[PR #492] [CLOSED] Feature: Pre-download images inside HTML content extracted by mercury parser #2699

Closed
opened 2026-03-01 18:00:28 +03:00 by kerem · 0 comments
Owner

📋 Pull Request Information

Original PR: https://github.com/ArchiveBox/ArchiveBox/pull/492
Author: @ttimasdf
Created: 9/27/2020
Status: Closed

Base: masterHead: with-mercury-fulltext


📝 Commits (9)

  • ff880c2 feat: extract content from singlepage (WIP)
  • dc6d5c7 feat: Inline images while extracting
  • 4a59ef1 fix: solved encoding issue and other common issues
  • c448b46 fix: output HTML encoding, wrong html input
  • ef36aec remove additional field
  • 0f35a67 Revert "feat: Inline images while extracting"
  • 87abb40 make mercury-extractor async everywhere
  • f102352 fix: remove unnecessary import
  • 9926109 fix: add missing imports

📊 Changes

3 files changed (+145 additions, -11 deletions)

View changed files

📝 Dockerfile (+1 -1)
📝 archivebox/extractors/mercury.py (+35 -10)
bin/mercury-extractor (+109 -0)

📄 Description

Summary

This PR added a feature that makes mercury parser somewhere alike readability, but implemented from a different approach.

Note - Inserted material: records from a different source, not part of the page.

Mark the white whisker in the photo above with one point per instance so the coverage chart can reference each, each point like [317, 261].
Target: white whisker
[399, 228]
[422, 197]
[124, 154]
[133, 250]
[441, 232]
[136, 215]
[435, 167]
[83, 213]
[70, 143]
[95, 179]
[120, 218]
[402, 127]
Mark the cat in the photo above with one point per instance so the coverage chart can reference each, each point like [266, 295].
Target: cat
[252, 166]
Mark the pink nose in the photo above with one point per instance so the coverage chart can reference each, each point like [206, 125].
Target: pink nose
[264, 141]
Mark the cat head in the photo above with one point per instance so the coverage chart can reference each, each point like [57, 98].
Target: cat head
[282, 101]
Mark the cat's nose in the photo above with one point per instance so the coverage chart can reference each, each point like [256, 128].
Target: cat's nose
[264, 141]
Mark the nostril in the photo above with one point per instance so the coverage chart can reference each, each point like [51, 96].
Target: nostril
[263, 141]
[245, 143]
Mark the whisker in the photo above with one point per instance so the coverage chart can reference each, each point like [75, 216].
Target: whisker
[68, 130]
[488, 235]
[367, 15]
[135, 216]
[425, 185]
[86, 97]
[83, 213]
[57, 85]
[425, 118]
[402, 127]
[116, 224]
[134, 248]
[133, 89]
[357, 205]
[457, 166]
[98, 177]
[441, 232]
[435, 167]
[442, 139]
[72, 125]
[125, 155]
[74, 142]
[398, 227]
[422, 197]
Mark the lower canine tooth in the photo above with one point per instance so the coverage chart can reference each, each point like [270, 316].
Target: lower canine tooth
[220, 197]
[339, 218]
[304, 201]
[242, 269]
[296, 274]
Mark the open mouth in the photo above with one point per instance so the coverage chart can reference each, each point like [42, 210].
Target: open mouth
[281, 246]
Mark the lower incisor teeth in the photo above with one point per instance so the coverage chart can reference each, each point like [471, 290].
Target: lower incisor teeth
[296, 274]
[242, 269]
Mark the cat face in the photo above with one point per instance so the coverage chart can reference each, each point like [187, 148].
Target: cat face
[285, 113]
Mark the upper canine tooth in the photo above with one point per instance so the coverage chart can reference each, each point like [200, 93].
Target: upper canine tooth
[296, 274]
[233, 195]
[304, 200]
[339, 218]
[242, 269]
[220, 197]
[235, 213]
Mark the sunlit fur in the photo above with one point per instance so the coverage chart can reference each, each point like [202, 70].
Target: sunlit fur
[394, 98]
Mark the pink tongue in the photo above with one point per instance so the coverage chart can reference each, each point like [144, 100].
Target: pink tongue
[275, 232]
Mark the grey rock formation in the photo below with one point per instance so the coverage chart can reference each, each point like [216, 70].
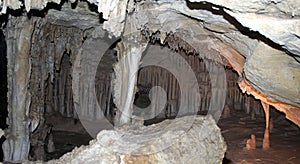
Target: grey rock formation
[258, 39]
[172, 141]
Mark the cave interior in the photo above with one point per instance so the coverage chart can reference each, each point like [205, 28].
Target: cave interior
[72, 69]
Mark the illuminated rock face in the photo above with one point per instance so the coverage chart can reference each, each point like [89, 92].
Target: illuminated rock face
[172, 141]
[257, 39]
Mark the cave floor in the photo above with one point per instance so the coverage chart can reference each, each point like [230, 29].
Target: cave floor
[236, 129]
[284, 139]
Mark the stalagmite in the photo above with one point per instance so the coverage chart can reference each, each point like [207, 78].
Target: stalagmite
[266, 140]
[126, 74]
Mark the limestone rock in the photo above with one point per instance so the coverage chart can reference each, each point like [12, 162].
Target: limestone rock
[171, 141]
[275, 74]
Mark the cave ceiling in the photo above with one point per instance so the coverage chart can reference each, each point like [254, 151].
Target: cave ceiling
[259, 39]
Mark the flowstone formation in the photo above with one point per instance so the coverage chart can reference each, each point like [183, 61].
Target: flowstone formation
[53, 51]
[171, 141]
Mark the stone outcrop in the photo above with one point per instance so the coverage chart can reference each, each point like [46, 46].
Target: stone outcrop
[172, 141]
[257, 39]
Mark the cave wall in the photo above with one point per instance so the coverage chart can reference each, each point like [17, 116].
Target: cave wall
[232, 33]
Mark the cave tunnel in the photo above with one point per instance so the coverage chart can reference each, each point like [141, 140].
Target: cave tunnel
[146, 81]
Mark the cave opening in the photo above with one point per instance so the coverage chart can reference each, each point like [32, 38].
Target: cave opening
[151, 76]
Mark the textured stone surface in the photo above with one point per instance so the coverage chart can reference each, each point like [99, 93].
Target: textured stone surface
[275, 74]
[172, 141]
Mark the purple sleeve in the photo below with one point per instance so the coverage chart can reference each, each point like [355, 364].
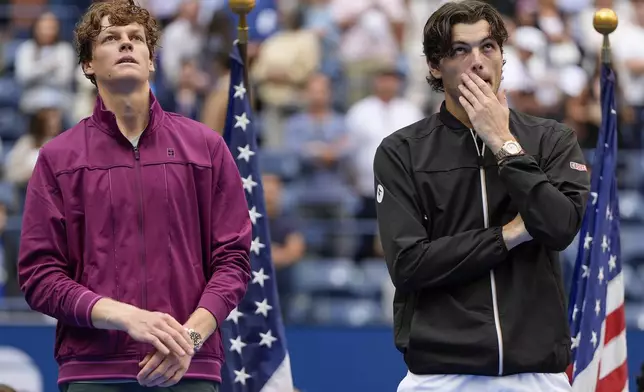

It inline all images into data:base64,**** form, make the output fully (or partially?) self-contained.

For this moment, readability extract content from ./singlepage.html variant of archived content. This could be less accurate in some special cases (e.g. the article I mentioned #478 https://bbs.pediy.com/thread-229215.htm) because the HTML is different from original, and the inlined style/media may become a noise. This parser instead find content from ./output.html which is exactly the same as browser seen, yielding more accurate results. Personally I think it could be a supplement to readability parser, not a replacement.

However, some of the media contained (mostly images that I care about) still link to online website/CDN that may expire later, or blocked by hot link protection. This PR add a wrapper script for HTML post-processing, find and extract images from its original URL, and put back to HTML output with its base64-encoded form. It also added a <meta charset="UTF-8"> at the beginning of content to prevent garbling of non-ASCII content inside some browsers (at least Edge Chromium cannot display correctly both readability and mercury parser output).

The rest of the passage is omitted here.